KARIYA, Japan — Kiyotaka Ise, the new president of Aisin Seiki Co., says his top priority for the mammoth Toyota-affiliated auto parts maker is "scrap and build."
Not in the traditional sense of tearing down old factories and opening new ones.
But in a new sense of scrapping old products that are fading away, such as manual transmissions, and developing new ones such as gearboxes with integrated electric motors.
The veteran Toyota Motor Corp. engineer, who led the Lexus luxury brand as well as advanced r&d at Japan's biggest automaker, took the helm in June to jump-start Aisin Seiki's bumpy transition into the new age of software-laden, electrified mobility.
He was picked for the job partly because he shares the sense of crisis fomented by his former boss, Toyota Motor President Akio Toyoda. Toyota owns 24.8 percent of the transmission and brake maker and has been reorganizing group suppliers, including Aisin Seiki and Denso Corp., to tackle new fields such as connectivity, autonomous driving and electrification.
"I don't see such a sense of crisis among the company's employees," Ise said in an interview at Aisin Seiki's global headquarters near Nagoya. "We all need a sense of crisis."

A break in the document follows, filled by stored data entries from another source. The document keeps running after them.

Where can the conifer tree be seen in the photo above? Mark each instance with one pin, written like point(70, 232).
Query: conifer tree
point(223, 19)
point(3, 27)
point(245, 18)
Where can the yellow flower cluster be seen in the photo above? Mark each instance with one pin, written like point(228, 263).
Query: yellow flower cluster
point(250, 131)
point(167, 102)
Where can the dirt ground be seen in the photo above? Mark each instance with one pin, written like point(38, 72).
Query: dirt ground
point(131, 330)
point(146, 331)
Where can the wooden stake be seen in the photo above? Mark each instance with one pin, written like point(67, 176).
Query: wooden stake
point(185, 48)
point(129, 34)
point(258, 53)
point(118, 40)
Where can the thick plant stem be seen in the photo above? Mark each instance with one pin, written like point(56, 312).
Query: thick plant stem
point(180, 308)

Ise warned that Aisin Seiki is still playing catch-up with rivals on the global stage.
"I believe that we have a significant gap in earning capability," Ise said.

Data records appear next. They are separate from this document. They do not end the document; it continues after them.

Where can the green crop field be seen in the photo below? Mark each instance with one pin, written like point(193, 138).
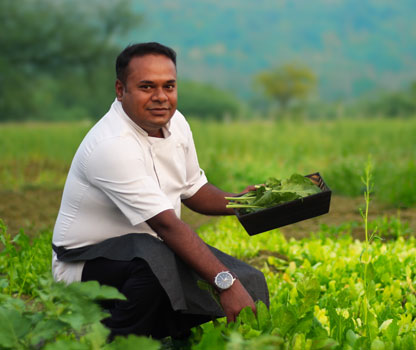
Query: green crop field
point(236, 154)
point(327, 290)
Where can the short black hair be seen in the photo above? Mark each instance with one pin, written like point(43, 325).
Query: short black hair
point(137, 50)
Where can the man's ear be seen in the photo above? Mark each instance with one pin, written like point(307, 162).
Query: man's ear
point(119, 89)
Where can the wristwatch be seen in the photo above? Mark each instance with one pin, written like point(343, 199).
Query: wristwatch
point(224, 280)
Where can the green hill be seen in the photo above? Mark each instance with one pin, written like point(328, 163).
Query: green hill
point(354, 46)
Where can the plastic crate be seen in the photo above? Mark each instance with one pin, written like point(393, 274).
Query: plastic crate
point(289, 212)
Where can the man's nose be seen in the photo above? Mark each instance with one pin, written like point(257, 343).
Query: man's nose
point(159, 95)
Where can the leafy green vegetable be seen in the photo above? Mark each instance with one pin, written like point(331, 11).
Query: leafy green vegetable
point(272, 193)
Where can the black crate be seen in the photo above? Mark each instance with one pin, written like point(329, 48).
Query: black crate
point(289, 212)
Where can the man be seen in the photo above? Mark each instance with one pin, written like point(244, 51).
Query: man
point(119, 217)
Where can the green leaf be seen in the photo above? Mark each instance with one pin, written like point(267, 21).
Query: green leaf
point(248, 317)
point(377, 344)
point(46, 330)
point(13, 326)
point(65, 344)
point(324, 344)
point(211, 339)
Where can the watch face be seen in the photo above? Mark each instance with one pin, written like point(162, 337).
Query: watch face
point(224, 280)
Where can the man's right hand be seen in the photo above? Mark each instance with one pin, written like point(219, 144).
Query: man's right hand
point(234, 299)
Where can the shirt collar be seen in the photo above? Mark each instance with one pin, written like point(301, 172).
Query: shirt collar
point(120, 111)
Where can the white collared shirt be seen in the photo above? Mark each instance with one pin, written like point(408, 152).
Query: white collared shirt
point(119, 178)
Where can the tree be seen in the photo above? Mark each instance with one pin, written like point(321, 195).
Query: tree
point(55, 51)
point(287, 83)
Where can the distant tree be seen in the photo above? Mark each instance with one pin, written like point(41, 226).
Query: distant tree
point(287, 83)
point(54, 53)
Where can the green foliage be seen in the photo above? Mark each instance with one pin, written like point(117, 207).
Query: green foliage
point(56, 55)
point(236, 154)
point(272, 193)
point(206, 101)
point(286, 83)
point(316, 297)
point(36, 312)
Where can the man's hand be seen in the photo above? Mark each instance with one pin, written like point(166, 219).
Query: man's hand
point(193, 251)
point(234, 299)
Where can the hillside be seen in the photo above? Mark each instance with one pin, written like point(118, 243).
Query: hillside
point(355, 47)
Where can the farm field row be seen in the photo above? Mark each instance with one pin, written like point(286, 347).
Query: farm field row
point(320, 296)
point(235, 154)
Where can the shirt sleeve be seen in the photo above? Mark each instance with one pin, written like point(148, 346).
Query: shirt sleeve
point(116, 167)
point(195, 176)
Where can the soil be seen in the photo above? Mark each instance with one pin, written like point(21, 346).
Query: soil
point(34, 210)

The stakes are especially high for Aisin Seiki. For years, it banked on supplying Toyota such mainstay automotive hardware as transmissions, brakes and powertrain components. Last year, it even posted record profit and revenue.
But Aisin Seiki knows times are changing.
Uncertainty looms partly because of Toyota's plans to phase out traditional internal combustion engines through 2050 as part of a push to slash emissions. Ise cited Eastman Kodak Co. as a cautionary tale. Once the world's largest photographic film maker, Kodak was forced into bankruptcy in 2012 because it did not adapt quickly enough to the advent of digital cameras.
Aisin Seiki likewise needs structural reform "in order to survive," Ise said. "We must start during the good times because structural reform is something that requires time."
Electrification poses the single biggest threat, Ise said. That is why he plans a shake-up.